Varias culturas muy anteriores al Cristianismo narraban de manera casi exacta los mismos eventos catastrofistas. La figura simbólica de Ouroboros, la serpiente que devoraba su propia cola, describía a la perfección lo que representaba aquel nuevo ciclo en la historia del mundo: El Fin del Primero es el Principio del Último. La Humanidad había finalizado su andadura. Ahora llegaba el tiempo de los Dioses.

Sin embargo, algunas versiones de la profecía hacían constar que durante el transcurso del conflicto final, dos de las Cuatro Damas representarían al Primero y las otras dos al Último, transformándose por tanto en enemigos mortales. Mientras miraba las caras sonrientes de las tres damas en los monitores, Marini apretó las mandíbulas con preocupación. ¿Cuál de las tres jóvenes sería tentada por las falsas promesas de los Dioses Primigenios? Isabel era la gran incógnita, puesto que Julia había estado bajo tratamiento, y en cuanto a Basia…

Isla Karkar, Papua Nueva Guinea, marzo de 1997

—No saldremos de ésta con facilidad, Basia.

La mujer de pelo negro y ojos de un azul casi transparente miró al hombre de cabello rizado, ojos oscuros y tez morena que se frotaba con precaución las muñecas despellejadas y llenas de moretones.
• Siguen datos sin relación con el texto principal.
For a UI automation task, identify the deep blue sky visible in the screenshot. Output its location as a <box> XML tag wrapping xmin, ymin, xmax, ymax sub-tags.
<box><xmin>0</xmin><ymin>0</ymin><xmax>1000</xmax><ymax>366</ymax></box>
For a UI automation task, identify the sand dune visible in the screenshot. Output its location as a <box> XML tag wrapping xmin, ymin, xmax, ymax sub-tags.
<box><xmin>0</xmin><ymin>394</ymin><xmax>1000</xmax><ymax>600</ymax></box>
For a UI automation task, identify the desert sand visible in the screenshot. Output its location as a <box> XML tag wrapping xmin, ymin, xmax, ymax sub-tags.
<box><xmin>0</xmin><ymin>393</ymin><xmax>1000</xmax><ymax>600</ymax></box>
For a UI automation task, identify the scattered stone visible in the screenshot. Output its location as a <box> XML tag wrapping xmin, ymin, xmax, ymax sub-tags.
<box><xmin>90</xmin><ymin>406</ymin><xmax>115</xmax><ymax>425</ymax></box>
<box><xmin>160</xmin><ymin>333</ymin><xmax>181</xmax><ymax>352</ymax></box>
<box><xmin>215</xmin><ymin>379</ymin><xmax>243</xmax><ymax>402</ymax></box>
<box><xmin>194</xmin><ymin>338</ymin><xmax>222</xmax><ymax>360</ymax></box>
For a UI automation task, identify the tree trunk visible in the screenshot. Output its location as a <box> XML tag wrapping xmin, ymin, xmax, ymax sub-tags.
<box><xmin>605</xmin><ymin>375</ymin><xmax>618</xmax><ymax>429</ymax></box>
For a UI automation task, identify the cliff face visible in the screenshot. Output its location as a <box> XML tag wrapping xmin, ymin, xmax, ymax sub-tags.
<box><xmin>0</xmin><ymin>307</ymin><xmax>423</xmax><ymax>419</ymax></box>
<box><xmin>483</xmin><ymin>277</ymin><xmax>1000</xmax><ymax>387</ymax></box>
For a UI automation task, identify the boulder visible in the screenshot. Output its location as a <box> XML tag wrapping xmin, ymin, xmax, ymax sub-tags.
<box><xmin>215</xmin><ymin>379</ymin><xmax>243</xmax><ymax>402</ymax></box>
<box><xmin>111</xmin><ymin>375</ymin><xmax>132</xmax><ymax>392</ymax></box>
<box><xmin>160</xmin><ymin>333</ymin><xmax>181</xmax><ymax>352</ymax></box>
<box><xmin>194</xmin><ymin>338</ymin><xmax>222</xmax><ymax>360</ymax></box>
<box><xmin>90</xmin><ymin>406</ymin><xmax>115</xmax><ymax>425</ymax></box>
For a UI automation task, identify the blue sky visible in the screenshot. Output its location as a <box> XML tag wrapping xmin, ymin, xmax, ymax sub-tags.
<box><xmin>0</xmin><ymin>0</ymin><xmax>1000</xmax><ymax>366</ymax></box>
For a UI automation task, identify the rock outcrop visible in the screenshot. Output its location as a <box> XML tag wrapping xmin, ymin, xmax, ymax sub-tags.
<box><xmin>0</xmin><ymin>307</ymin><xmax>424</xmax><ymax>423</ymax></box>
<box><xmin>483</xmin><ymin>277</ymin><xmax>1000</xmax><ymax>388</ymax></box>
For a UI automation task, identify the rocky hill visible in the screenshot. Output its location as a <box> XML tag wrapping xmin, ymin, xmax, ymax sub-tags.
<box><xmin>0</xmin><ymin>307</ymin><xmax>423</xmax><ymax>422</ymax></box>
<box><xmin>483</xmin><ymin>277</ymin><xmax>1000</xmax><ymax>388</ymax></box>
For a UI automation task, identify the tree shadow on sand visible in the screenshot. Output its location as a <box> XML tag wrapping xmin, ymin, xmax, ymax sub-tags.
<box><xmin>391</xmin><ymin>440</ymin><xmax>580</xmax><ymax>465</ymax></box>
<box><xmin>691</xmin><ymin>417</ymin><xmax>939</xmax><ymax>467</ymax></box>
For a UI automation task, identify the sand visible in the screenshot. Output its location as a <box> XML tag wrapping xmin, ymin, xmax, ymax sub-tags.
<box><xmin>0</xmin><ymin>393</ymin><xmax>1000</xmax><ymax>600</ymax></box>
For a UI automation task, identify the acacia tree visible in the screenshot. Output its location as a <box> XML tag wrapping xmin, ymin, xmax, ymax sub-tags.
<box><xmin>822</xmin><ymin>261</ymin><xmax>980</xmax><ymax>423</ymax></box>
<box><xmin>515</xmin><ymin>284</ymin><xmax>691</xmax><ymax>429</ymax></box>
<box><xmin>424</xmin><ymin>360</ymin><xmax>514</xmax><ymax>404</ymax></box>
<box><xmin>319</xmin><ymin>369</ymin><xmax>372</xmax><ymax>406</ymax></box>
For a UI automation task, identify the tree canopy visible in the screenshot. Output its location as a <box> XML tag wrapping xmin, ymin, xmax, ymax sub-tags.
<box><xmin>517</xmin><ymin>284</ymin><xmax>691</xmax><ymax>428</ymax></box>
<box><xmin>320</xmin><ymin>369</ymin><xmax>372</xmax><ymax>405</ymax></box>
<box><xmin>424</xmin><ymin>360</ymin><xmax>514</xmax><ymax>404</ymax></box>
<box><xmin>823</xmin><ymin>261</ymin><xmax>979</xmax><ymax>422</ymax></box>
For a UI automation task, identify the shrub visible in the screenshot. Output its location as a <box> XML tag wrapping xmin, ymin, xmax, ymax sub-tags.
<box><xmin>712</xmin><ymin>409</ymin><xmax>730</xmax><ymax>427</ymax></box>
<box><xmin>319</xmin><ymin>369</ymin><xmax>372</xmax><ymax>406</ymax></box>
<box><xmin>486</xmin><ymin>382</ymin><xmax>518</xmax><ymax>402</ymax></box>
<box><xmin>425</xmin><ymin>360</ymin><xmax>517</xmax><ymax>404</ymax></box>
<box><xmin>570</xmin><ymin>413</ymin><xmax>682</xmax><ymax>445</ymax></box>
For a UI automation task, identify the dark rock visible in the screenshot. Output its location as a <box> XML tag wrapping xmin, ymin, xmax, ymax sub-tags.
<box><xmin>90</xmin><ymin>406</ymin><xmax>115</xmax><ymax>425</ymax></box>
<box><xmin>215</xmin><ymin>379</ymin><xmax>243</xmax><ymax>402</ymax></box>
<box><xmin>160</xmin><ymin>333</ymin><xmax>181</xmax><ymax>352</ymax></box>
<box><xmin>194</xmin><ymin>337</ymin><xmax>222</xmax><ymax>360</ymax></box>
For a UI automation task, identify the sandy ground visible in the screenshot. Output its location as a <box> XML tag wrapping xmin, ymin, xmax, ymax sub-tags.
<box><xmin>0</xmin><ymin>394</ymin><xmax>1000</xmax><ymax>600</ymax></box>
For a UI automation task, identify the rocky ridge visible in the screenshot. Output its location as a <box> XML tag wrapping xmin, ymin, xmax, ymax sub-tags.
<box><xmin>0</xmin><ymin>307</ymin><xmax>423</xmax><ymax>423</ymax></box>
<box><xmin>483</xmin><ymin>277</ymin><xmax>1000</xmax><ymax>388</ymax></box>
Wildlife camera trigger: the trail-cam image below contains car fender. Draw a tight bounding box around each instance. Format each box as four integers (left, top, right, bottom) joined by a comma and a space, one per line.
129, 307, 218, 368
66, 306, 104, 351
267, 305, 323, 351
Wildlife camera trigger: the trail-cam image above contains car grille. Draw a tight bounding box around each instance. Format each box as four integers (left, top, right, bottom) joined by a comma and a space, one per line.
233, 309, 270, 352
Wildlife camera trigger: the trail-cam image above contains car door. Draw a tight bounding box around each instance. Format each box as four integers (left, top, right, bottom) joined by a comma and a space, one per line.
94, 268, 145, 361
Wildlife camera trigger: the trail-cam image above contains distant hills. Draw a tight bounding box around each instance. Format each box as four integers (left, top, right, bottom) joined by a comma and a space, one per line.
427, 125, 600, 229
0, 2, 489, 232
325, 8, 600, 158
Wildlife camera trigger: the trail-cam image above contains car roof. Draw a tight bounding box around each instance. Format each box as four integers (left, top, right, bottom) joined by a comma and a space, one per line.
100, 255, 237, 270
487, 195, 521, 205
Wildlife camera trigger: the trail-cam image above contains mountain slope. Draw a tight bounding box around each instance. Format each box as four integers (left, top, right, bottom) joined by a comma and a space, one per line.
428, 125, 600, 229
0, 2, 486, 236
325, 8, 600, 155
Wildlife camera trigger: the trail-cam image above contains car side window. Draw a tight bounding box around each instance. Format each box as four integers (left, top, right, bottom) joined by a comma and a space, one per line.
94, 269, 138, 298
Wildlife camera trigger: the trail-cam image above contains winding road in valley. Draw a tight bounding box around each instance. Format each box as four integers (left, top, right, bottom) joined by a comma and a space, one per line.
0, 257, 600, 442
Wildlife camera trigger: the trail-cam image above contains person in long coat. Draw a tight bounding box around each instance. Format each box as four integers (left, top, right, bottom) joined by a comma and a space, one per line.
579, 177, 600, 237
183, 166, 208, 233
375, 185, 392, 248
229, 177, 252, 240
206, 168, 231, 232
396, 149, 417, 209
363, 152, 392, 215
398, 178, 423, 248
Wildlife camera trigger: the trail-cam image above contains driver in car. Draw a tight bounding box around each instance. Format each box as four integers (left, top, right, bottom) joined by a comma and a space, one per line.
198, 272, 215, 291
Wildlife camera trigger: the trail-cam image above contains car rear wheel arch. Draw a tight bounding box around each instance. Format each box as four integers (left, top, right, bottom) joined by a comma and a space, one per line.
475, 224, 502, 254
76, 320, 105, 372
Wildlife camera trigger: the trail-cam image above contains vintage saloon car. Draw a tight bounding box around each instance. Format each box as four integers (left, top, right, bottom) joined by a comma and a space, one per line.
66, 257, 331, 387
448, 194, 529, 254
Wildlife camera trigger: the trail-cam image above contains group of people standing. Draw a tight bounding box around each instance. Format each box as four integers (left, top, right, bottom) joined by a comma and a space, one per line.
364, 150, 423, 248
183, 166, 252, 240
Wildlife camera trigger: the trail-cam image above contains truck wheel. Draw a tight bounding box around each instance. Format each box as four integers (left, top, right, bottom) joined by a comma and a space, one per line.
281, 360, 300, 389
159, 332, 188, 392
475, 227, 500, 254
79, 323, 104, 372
—Ya se nos ocurrirá algo, Fabio —masculló forcejeando a su vez con las cadenas que la ataban a las argollas.

En su fuero interno, sin embargo, Basia Przytycka no las tenía todas consigo. Fabio Lamberti había expresado en voz alta sus propios temores. La operación
Oyster
había acabado en desastre. Un mes antes, la organización paramilitar llamada Executive Orders había enviado setenta mercenarios al pequeño archipiélago del Océano Pacífico para acabar con la rebelión popular organizada a raíz de un conflicto obrero en las minas de cobre de Bougainville. Sir Julius Chan, el malquerido líder político del país, los había contratado y les había dado orden de hostigar a los rebeldes, partidarios del general Jerry Singirok, la cabeza visible de la rebelión que desafiaba a Chan.

Para sorpresa de los confiados soldados de fortuna, la población se había envalentonado y les había plantado cara, obligándoles a refugiarse en los bosques frondosos y húmedos de la isla principal. Para colmo, las técnicas avanzadas de camuflaje que empleaban los mercenarios no habían podido rivalizar con el instinto natural de los que habían nacido y crecido entre las enormes raíces que sobresalían del suelo húmedo como tentáculos de algún animal imposible.

Los aborígenes de la zona les habían localizado con suma facilidad y habían comunicado su posición a las tropas leales al general rebelde. Sesenta y ocho mercenarios cabizbajos y encolerizados aguardaban la humillante deportación en la cárcel de la capital, Port Moresby.

Basia y Fabio habían decidido tratar de escapar trasladándose en bote hasta la pequeña isla Karkar, a doce kilómetros al norte de la provincia de Madang. Un mercenario capturado perdía muchos puntos en la cotización del mercado de soldados de fortuna. Para complicar aún más las cosas, la intervención de las fuerzas aéreas australianas había impedido la entrega de los suministros y del equipo de apoyo que habían solicitado. Privados de casi todo, los quinientos kilómetros cuadrados de selva tropical impenetrable habían supuesto una dura prueba de supervivencia para los avezados mercenarios.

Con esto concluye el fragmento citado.